This year's International Mother Language Day
(IMLD, 21 February 2021) has as its theme, "Fostering multilingualism for inclusion in education and society
." Of the key terms in this expression, most need little if any explanation. But the meaning of one of them - inclusion - merits attention.
When we speak of - or speak - mother tongues and second (or additional) languages, as individuals, communities, and countries, that is "multilingualism." "Education" is often thought of as connected with schooling, but it also includes other modes of learning and sharing knowledge. These two concepts - multilingualism and education - along with specific attention to mother tongues, have been recurrent themes in IMLD observances over the years. And they are often discussed together - for example as "mother tongue based, multilingual education" (MTB/MLE).
"Society" seems impossibly broad, taking in pretty much everything we do. That's certainly appropriate in this context, as language and choice of languages are fundamental to our communication, interaction, and collective memory (not ignoring the tandem role of images and non-verbal.forms of communication). However I read a new and encouraging dimension to the mention of society in this year's IMLD theme: a link with sustainable development.

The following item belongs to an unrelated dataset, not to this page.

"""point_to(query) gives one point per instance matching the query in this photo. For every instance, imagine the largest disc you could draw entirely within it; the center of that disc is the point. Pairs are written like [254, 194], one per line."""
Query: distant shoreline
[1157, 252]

In an IMLD 2021 concept paper by the UNESCO Education Sector and the Organisation Internationale de la Francophonie, multilingualism is linked to the "Sustainable Development Goals’ focus on leaving no one behind" (which, by the way, actually has an acronym: LNOB). This IMLD concept paper also mentions the centrality of multilingualism for indigenous peoples' development - from which we can assume that where many languages are spoken, engaging constructively with that reality is fundamental for everyone's development.
Before coming to what I see as the key term in this year's IMLD theme - inclusion - note should be made of the action word at its beginning: "fostering." I hear this as calling out the importance of policies and planning, and the effective implementation of these. The issues of multilingualism need active attention from not only individuals, but also governments and organizations, without which we have words and no action (and in the end, no words either).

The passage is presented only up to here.